Vincitrice lettera verde 2018
Pesaro, 27/7/2018
Calcolo i passi che ho compiuto con voi, ma perdo il conto appena mi spingo oltre la terza estate in montagna. Una mappa di rocce, ghiaioni e torrenti.
Richiamo alla memoria la forma arrotondata della punta e lo spessore della tomaia, mi arriva dritto l’odore del grasso di foca, antidoto alla pioggia e al vento feroce.
Siete scarponi d’altri tempi, di quelli che oggi si possono trovare esposti nei musei di montagna o nascosti nel fondo polveroso di una cantina.
Nessuna tecnologia dei materiali. Cuoio marrone e lacci rossi in asole di metallo. Tecnologia della fatica e del richiamo alle altezze.
Vi ho trovato in Val Passiria, accompagnata da mio padre che la montagna la amava e la viveva.
Voleva che anch’io potessi amare le cime a cominciare dai piedi.
Uscii orgogliosa da quel negozio: addosso gli stessi scarponi di mio padre, solo di misura inferiore.

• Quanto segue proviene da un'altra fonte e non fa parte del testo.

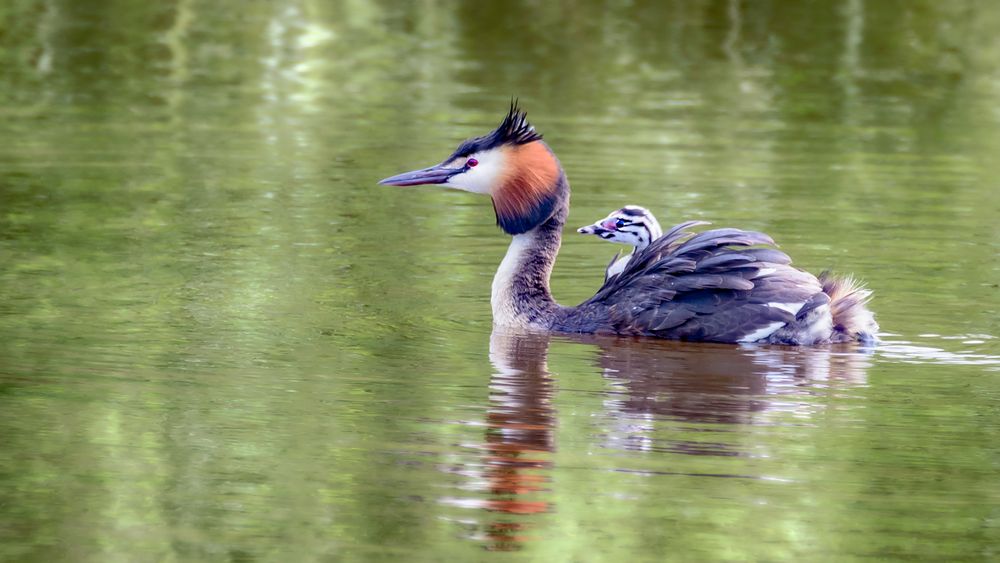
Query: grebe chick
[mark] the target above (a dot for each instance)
(718, 285)
(631, 225)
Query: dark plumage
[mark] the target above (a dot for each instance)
(722, 285)
(513, 130)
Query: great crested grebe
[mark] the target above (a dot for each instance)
(631, 225)
(708, 286)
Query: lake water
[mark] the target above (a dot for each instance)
(221, 340)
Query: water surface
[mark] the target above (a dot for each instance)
(220, 340)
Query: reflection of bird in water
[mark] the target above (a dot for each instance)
(519, 436)
(712, 384)
(651, 381)
(709, 286)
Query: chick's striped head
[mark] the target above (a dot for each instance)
(511, 164)
(632, 225)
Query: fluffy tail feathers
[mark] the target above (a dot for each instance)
(852, 321)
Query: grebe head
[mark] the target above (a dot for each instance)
(632, 225)
(511, 164)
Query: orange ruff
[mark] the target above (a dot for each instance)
(530, 182)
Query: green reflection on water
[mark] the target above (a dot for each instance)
(220, 339)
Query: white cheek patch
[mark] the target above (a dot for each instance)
(481, 178)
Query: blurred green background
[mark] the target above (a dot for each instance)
(221, 340)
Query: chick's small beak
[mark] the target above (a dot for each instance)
(594, 229)
(437, 174)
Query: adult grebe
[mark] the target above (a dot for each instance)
(708, 286)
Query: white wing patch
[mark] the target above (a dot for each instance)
(792, 308)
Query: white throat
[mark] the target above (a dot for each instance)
(503, 297)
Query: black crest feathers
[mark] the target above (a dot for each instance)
(513, 130)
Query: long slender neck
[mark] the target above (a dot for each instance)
(521, 296)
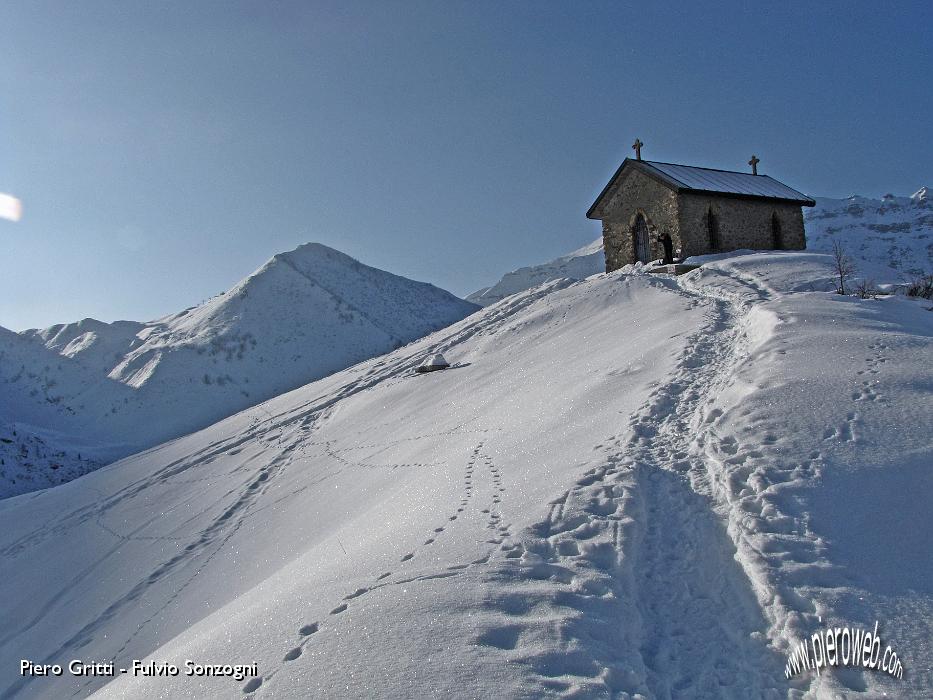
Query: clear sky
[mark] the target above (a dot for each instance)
(164, 150)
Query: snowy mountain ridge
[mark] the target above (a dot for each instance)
(302, 315)
(891, 238)
(718, 478)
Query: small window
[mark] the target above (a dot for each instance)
(777, 239)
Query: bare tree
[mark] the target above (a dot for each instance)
(845, 266)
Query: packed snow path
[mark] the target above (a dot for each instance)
(615, 490)
(637, 539)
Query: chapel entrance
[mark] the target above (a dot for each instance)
(640, 232)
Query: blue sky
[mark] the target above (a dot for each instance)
(163, 151)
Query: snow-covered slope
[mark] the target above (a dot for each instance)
(628, 485)
(890, 238)
(578, 265)
(301, 316)
(896, 232)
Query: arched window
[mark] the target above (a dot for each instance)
(712, 229)
(777, 240)
(640, 238)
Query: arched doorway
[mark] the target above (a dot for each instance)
(668, 246)
(777, 240)
(640, 234)
(712, 229)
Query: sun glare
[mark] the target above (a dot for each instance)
(10, 207)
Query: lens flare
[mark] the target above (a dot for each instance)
(10, 207)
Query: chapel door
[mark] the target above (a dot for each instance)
(641, 239)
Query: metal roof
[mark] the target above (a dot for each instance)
(727, 181)
(688, 178)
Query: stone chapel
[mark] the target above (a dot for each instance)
(663, 211)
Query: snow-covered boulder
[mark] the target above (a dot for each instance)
(433, 363)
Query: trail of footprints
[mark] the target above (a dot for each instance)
(499, 536)
(847, 431)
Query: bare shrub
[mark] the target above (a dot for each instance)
(921, 286)
(845, 266)
(866, 289)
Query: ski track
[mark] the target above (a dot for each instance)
(635, 566)
(480, 476)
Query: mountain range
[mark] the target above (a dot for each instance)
(81, 394)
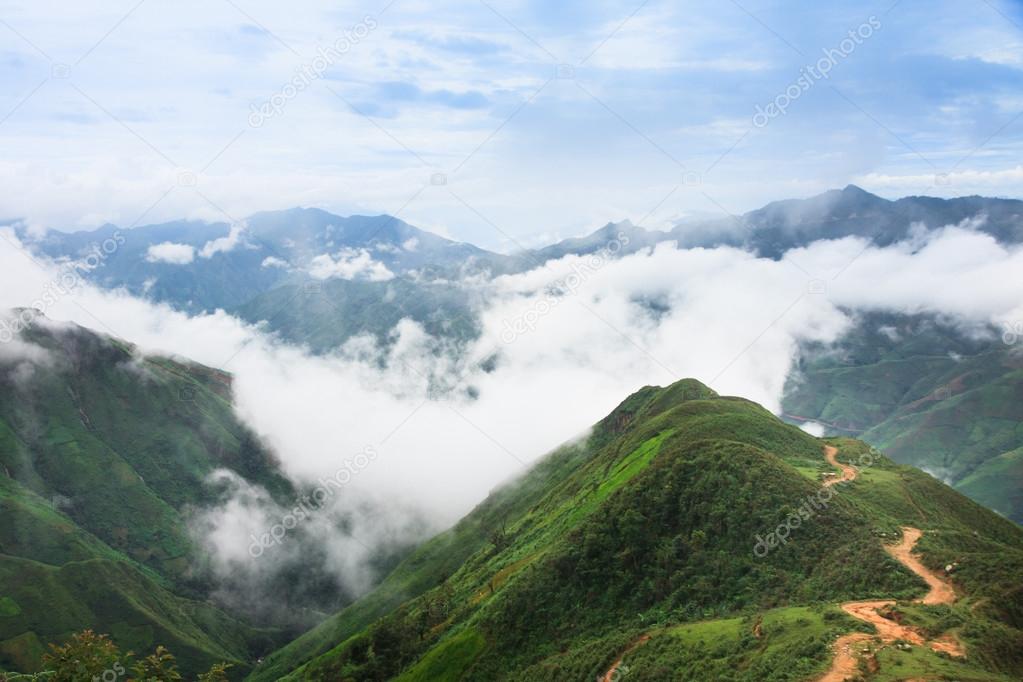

Addosso la stessa determinazione a percorrere tracce odorose di bosco e discese rotolanti di sassi.
Negli occhi lo stesso richiamo d’azzurro.
Caro papà, ti sei messo davanti a me e siamo partiti.
Sulle spalle le cinghie dello zaino, ruvide e informi come il mio carattere di ragazzina.
Dentro solo l’essenziale: ho imparato presto cosa tenere e cosa lasciare ad altri.
Le mie orme calcavano quelle già impresse davanti a me, le mie suole dietro le tue.Il mio fedele Armadukmi chiamavi.
Nella libertà conquistata da adulta, ho apprezzato i lacci che mi hanno stretto da bambina: il limite imposto da chi mi ha amato mi ha liberato la strada.
Poche parole sono bastate per sapere chi ero: esortavano a salire, in bilico sotto le nuvole.
Pochi gesti sono serviti per indicarmi la direzione: puntare in alto, tenendo lo sguardo fisso sui passi.
Caro papà, mi hai insegnato il ritmo da dare allo sforzo: uno due tre.
Mi batteva in testa, come un tamburo: un tempo scandito tra i denti.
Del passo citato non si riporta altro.